A saída de Simone Tebet do MDB e a decisão de disputar o Senado por São Paulo pelo PSB formalizam uma mudança de rota que vinha sendo construída desde 2022. A movimentação, oficializada nesta terça-feira (31), representa uma ruptura política com Mato Grosso do Sul e, na prática, sinaliza o fechamento de um ciclo de décadas de influência regional da família Tebet na política estadual.
Com carreira consolidada em MS — onde foi prefeita, deputada estadual, vice-governadora e senadora — Simone muda agora o eixo de atuação para o maior colégio eleitoral do país. A troca de domicílio e de partido não se resume a uma estratégia eleitoral: reposiciona sua identidade política e amplia a aposta em um projeto de alcance nacional, com foco direto no tabuleiro de 2026 e no cenário pós-eleição.
Ruptura com o MDB e desgaste acumulado
A decisão ocorre após um processo de desgaste com o MDB local, que teria se aprofundado ao longo dos anos. Simone chegou a afirmar publicamente que o partido que conheceu e pelo qual construiu trajetória “já não existe mais”, destacando frustrações com a condução regional da legenda e a falta de espaço político para seus planos eleitorais no Estado. Ao mesmo tempo, ela tenta preservar pontes com a direção nacional do MDB, evitando um rompimento total.
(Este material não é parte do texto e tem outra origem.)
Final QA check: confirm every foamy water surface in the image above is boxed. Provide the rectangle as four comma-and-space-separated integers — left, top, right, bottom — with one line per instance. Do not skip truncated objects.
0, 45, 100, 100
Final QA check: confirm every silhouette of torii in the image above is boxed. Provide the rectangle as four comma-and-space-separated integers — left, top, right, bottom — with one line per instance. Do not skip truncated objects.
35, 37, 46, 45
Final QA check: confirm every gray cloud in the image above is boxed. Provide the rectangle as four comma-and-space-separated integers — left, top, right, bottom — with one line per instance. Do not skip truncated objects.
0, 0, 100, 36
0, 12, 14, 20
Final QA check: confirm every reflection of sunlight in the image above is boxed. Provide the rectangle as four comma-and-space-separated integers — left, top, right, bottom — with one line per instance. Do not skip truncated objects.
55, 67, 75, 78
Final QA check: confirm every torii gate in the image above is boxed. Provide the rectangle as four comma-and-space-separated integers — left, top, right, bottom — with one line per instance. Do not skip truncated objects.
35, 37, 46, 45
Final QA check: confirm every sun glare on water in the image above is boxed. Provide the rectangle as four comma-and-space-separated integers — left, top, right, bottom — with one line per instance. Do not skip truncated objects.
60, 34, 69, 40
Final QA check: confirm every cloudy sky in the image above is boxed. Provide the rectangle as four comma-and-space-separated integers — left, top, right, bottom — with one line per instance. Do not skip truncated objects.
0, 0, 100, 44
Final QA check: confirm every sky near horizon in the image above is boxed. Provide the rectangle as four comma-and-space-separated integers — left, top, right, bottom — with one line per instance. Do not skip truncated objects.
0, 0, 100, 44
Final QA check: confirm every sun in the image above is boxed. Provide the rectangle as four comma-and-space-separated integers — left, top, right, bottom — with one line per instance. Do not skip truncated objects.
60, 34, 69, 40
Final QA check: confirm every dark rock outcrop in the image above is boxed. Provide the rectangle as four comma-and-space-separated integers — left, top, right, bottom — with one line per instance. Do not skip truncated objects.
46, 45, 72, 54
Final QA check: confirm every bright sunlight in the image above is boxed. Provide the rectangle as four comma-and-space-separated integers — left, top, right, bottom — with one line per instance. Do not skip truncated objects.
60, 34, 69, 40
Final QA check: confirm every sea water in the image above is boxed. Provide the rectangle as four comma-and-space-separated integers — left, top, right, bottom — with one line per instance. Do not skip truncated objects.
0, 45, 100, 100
Nos bastidores, a leitura é de que a permanência dela no MDB sul-mato-grossense havia se tornado insustentável, especialmente diante do redesenho das alianças locais e da disputa por vagas majoritárias em 2026.
Aposta em São Paulo e cálculo de risco
A escolha por São Paulo é apresentada como um movimento de alto impacto — e também de risco. Se eleita, Tebet passa a atuar em um centro de gravidade decisivo para o país e fortalece a projeção nacional. Se derrotada, a avaliação é de que o custo político tende a ser elevado, com perda de espaço institucional e afastamento do protagonismo que conquistou nos últimos anos.
A mudança também aproxima Tebet de um campo político mais alinhado ao governo federal. Embora se defina como uma figura de centro, a ministra reconhece o reposicionamento ao integrar um grupo partidário e eleitoral mais próximo do presidente Lula, num movimento atribuído, em parte, a articulações nacionais e convites feitos nos últimos meses.
Efeito em MS: impacto político e simbólico
Analistas avaliam que o impacto prático em Mato Grosso do Sul tende a ser limitado, porque a atuação de Tebet no Estado já havia perdido centralidade após sua candidatura presidencial em 2022 e a entrada no governo federal. Ainda assim, o efeito simbólico é relevante: marca o encerramento de uma era de influência familiar na política regional e abre espaço para uma reorganização de forças dentro do MDB e do centro político local.
Com foco quase integral no cenário paulista, a expectativa é de que sua presença em MS se torne pontual, restrita a agendas específicas, enquanto a campanha e a articulação eleitoral se concentram no novo reduto.